ビットコイン(BTC)は約3か月ぶりに8万ドルを回復したが、アナリストの見解は真逆に分かれた。上昇を上昇傾向のストレステストとみる声と、さらなる下落の布石とみる見方で評価が割れている。
意見の相違は、参加状況、利益の流れ、現物市場の動向に及んでいる。アナリストたちは同じ8万ドル回復を見ているが、今後の展開に対する見解は大きく異なる。
ビットコイン上昇に懸念が生じる理由
SantimentはX(旧Twitter)への投稿で、顕著な乖離が見られると指摘した。ビットコインの日次アクティブウォレット数は約53万1000件、新規ウォレット作成数は約20万3000件となった。
いずれも2年ぶりの低水準となっているが、BTCは過去5週間で22%上昇している。
「Santimentのデータによれば、オンチェーンの参加が増えない中での価格上昇は脆弱になる傾向がある。今回の動きの背景には『買いの燃料』が不足している」と投稿は記した。「逆説的だが、ネットワーク活動が2年ぶりの低水準の場合、ビットコインはもう一段上昇するエネルギーを蓄えていることを示す場合もある。活動の底打ちは無関心の継続ではなく、終焉を示すことが多い」
The DeFi Report創業者のマイケル・ナドー氏も弱含みのシグナルを指摘した。ナドー氏は、BTCの現物ボリュームデルタが今の弱気相場で2度目のプラス転換となったことに注目した。
これは、現物市場で買い手の姿勢が売り手よりも積極的になっていることを示唆する。
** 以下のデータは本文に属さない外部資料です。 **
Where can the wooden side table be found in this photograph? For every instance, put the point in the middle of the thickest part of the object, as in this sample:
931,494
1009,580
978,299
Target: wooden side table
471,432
それでも同氏は、過去の弱気相場で同シグナルがプラスに転じた後は、必ず新たな調整局面が始まったと指摘した。
「22年には、売り手が価格決定権を握った4度の大きな『フラッシュ』局面があった。3度目のフラッシュは弱気相場入りから7カ月強で発生し、最終局面は12カ月以上経過後だった。現在はこの弱気相場の7カ月目に差し掛かっている。直近ではショートポジションの大量清算で価格が主要なレジスタンスに到達し、資金調達率もプラスに転じた」と同氏は述べた。
8万ドルで見えるビットコイン強気シナリオ
一方でSantimentは、日曜日のネット実現利益が2億7556万ドルと今月最大の急増となったと記録した。この急増は、重い売り圧力下でもBTCが8万ドルを突破したことから、ストレステストという見方を示した。
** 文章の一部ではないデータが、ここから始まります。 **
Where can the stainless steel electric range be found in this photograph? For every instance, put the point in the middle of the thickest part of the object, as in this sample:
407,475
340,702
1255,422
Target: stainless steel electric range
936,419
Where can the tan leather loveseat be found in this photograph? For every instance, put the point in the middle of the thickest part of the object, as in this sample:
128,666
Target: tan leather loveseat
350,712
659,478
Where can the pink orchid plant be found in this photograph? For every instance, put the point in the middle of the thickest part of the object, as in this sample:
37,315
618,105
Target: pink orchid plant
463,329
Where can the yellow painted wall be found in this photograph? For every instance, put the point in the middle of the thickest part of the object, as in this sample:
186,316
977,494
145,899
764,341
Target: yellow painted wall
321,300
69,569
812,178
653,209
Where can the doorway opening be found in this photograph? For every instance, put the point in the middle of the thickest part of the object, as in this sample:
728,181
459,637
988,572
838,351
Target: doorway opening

「相場上昇局面で大規模な利益確定が進む場合、上昇トレンドの継続を示す強気なシグナルとなる場合が多い」と同社は記した。
ダークフォスト氏も上昇傾向の見方を強調した。短期保有者(STH)の利益確定による流入は約1万3000BTC、バイナンスでの週次STH流入は3万6500BTCにとどまった。この数値はサイクル内で最低水準の一つとなる。
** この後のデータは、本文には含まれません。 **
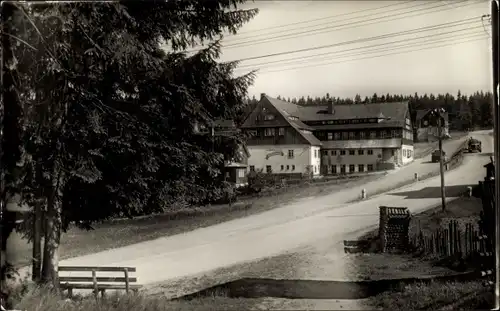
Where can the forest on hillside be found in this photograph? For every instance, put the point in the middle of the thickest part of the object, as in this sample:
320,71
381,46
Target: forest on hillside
465,111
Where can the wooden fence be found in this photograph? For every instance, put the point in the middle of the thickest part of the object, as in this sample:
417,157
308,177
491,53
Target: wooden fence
471,242
452,241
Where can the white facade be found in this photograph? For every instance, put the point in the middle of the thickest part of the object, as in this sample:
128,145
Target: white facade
408,153
338,161
285,159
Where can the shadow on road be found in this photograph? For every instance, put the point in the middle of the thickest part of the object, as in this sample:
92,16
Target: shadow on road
430,162
312,289
433,192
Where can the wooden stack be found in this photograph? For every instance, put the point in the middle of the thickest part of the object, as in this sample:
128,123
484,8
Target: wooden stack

「特段強い需要が見られない状況でも、売り圧力の縮小はBTCが8万ドル台でのもみ合いを下支えする要因となる」と同氏は投稿した。
最後にアナリストのPlan C氏は視野を広げて分析した。同氏は市場の動きを、2022年11月の1万6000ドル台を起点とするビットコインのスーパーサイクルの一部と位置付ける。2027年末から2028年初めには25万ドル超のピーク到達を予想した。
現時点で8万ドルは4つの異なるシナリオの分岐点となっており、今後の価格動向がどの仮説が正しいのかを決定することになる。